Nigeria has the second highest rate of maternal death in the world: One  in  every eight women die while giving birth. Most of these deaths are avoidable as  compared to the United States of America where only one in 4,800 obtains.

However, one of the millennium development goals is to improve maternal  health care. This was adopted by the international community at the United  Nations Millennium Summit in 2000 with the aim of achieving 75 per cent drop  from the level of maternal mortality in the year 2015.

But come to think of it, would this  really be possible in this country where  women die from a wide range of complications in pregnancy, child birth or  postpartum period which in most cases are caused by poor health at conception  and lack of adequate care needed for the healthy outcome of the pregnancy for  themselves and their babies.

Nigeria is still battling to achieve regular power supply in the 21st  century, a time where virtually every activity of man has gone digital and most  hospitals are not excluded from this reign of darkness. Some women are operated  upon using candles or kerosene lamps in the theatre.

Pregnancy which ordinarily should be a thing of joy  is now seen as a death  warrant for most women due to the weak and poor primary health care system and  less qualified staff in most rural communities. In the urban areas where some  good health services are available they are too expensive or reaching them is  too costly.

Every year, more than 133 million babies are born, 90 per cent in low and  middle income countries. When their mother die, the chance of their survival is  slim. Lack of maternal care is a major cause of babies death and disability  among infants.

Every year, three million babies are stillborn. Almost one quarter of these  babies die during birth. The causes of these deaths are similar to the cause of  maternal death: obstructed or prolonged labour, eclampsia and infection such as  syphilis.

Poor maternal health and disease that have not been adequately treated before  or during pregnancy contribute to intra-partum death as well as to many babies  born preterm and with low birth weight. Among the 133 million babies who are  born alive each year, 2.8 million die in the first week of life and slightly  less than one million in the following three weeks.

Therefore, for Nigeria to achieve an accelerated success in improving  maternal health, quality health system and barriers to access health services  must be identified and tackled at all levels, even down to the grassroots.  Proper education should be adequately given to pregnant women on how to take  care of themselves during pregnancy.

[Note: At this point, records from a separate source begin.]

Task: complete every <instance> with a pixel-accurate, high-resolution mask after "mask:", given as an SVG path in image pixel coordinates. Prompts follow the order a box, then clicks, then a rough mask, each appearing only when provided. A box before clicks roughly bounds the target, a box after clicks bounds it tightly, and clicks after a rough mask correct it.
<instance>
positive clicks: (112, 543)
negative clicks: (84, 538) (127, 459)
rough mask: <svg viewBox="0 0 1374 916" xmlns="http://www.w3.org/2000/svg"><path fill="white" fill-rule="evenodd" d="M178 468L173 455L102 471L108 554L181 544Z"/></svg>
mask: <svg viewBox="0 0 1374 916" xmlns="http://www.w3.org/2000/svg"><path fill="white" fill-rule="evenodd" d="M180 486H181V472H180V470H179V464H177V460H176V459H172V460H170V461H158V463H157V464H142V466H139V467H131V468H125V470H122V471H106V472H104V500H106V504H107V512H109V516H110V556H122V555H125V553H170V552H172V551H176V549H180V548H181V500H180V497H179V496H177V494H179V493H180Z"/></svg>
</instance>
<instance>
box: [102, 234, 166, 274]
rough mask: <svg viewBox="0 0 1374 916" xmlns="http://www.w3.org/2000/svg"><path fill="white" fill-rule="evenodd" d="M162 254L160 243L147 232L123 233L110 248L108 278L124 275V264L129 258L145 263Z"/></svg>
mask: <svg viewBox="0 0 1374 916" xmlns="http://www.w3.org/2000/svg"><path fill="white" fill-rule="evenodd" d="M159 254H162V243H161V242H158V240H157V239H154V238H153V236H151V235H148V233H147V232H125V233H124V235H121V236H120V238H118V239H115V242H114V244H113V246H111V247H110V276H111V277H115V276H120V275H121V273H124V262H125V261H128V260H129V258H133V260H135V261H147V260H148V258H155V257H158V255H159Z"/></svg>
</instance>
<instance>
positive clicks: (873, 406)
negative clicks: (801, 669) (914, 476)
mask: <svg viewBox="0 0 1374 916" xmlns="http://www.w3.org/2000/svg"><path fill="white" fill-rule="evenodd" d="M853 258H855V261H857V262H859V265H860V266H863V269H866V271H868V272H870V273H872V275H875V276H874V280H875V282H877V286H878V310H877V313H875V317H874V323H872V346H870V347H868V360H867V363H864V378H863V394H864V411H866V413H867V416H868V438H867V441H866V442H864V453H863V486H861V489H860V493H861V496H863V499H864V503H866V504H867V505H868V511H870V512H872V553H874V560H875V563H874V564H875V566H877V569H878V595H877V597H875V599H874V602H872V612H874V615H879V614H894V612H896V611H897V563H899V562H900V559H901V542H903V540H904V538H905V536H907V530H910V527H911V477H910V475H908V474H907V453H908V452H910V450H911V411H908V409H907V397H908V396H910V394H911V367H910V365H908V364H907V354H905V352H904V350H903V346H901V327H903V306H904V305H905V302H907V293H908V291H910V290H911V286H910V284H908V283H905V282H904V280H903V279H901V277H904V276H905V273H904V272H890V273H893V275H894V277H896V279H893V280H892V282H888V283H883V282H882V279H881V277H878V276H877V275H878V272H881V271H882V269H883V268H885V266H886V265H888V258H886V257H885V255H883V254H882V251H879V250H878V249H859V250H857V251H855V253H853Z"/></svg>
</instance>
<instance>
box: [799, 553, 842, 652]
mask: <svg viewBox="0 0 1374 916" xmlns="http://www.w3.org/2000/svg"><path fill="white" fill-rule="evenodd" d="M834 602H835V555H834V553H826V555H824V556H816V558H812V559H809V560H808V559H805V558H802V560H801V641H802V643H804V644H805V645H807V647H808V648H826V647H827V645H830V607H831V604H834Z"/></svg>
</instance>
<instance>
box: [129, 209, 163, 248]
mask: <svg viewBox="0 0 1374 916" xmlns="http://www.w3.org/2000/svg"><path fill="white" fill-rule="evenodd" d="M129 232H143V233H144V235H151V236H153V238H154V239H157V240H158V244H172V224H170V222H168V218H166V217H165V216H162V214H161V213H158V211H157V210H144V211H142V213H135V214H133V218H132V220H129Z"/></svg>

Adequate enlightenment campaign should be carried out in the rural areas  using the local chiefs and clergies in collaboration with the local media on the  importance of ante-natal care during pregnancy just the way the campaign against  polio is being done. During  ante-natal care, women are examined for possible  complications and also drugs are administered to cater for the health of  the  mother as well as the fetus in her womb.

In the Northern part of the country, VVF is very common mostly due to lack of  the care needed during pregnancy. And when this occurs their system becomes  damaged; carrying out their daily activities becomes difficult. Worst of all is  that most husbands leave their wives to suffer the pain alone without providing  the care they need.

Most maternal deaths are avoidable, as the health care solutions to prevent  or manage the complications are well known. Since complications are not  predictable, all women need care from skilled health professionals, especially  at birth, when rapid treatment can make a difference between life and death.

The Nigerian government should try and put smiles on the faces of  women,  especially the rural dwellers by putting different measures in place to cater  for their health. Money should not be a deterrence in procuring a good health in  Nigeria.

Ms. HAWWA  MUHAMMAD, a student , wrote from Bayero University, Kano.